One thing that hasn’t been written too much about is the film’s amazing score — a gorgeous piece of music by Son Lux that is highly experimental, much like the regular music by the trio, which is made up of Ryan Lott, Ian Chang, and Rafiq Bhatia. There’s really nothing else like Son Lux’s original score in the running this year, and the group’s work is also very different from the typical Hollywood scores we tend to hear, maybe because Son Lux didn’t approach it as most Hollywood composers would.

Below the Line had a chance to speak with Lott and David Byrne about their Oscar-nominated song “This Is A Life,” and you can click here to read that — but after Byrne signed off, we continued speaking with Lott for another 30 minutes to talk about crafting the EEAAO score with his Son Lux partners.

Ryan Lott
Ryan Lott photo via Sergei Sarakhanov

Below the Line: Did you know the Daniels beforehand or were you in some of the same circles? 
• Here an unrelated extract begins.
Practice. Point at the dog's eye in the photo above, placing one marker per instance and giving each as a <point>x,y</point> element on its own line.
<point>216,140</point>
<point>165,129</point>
Ryan Lott: No, they were just fans of our music as a band and also our music as individuals. We all have solo projects — Ian Chang, Rafiq Bhatia, and me — we all have our own records. They came to us, because they were making a multiverse movie, and they needed a multiverse band. They needed a family of creative folks [who] were not just Hollywood composer folks. This is our first time scoring anything together as a band.

BTL: You did another score for The Disappearance of Eleanor Rigby, so you just did that by yourself before the other two guys joined the band?

Ryan Lott: I’ve done three features by myself — Disappearance of Eleanor Rigby, which was a two-part film that [birthed] a third version [that was] just a single film. That’s with James McAvoyJessica Chastain, Viola Davis, William Hurt — an incredible cast — but kind of the easiest job in the world as far as a film score, because it was originally a three-hour, two-part film, and I think there were [just] seven cues. It was just, like, the opposite end of the spectrum from this movie.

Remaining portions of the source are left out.